Noster Capital CEO Pedro Noronha says he thinks many people still don’t understand the extent of the problems facing many banks and are "complacent" about the risks the industry faces.
"Two months ago everybody was in a panic about the sovereign debt crisis, and now it's like everybody is going on holiday and everything is fine," Noronha told the U.K. Telegraph.
"The point of a stress test is that you stress something until it breaks,” Noronha said about the stress tests recently applied to European banks.
“These tests included a ridiculous definition of Tier 1 capital and allowed some banks with... 1.7 percent to show levels above 6 percent.”
Noster is shorting Italy's Intesa Sanpaolo, which Noronha says is suffering from Italy’s slow recovery, and UBI, which faces significant dangers from exposure to Eastern Europe’s financial problems.

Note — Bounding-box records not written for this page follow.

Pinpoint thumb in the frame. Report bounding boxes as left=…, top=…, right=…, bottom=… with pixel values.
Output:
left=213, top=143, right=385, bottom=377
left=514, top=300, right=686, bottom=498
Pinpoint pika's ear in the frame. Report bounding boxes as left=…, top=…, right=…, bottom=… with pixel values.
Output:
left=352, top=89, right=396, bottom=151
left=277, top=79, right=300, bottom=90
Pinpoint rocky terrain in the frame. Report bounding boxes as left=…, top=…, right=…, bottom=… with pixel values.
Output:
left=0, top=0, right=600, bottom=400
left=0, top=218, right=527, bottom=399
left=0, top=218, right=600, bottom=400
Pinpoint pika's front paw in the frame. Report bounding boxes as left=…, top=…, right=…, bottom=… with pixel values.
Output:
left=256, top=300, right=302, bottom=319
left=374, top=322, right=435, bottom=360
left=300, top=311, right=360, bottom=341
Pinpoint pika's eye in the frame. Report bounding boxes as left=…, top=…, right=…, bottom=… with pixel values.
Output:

Still, Noronha says the biggest danger is still the U.S. housing market, which could easily provide additional financial shocks as there was the potential for a new shock as more Americans default on low-quality "Alt-A" and "Option ARM" mortgages coming up for refinancing.
Moody's Investors Service downgraded its ratings on $1.2 billion in securities backed by alternative-A mortgages because of the rapidly deteriorating performance of those loans, The Wall Street Journal reports.
The downgrades affect 69 tranches from 10 residential mortgage-backed securities transactions issued by Nomura Asset Acceptance Corp. Alternative Loan Trust.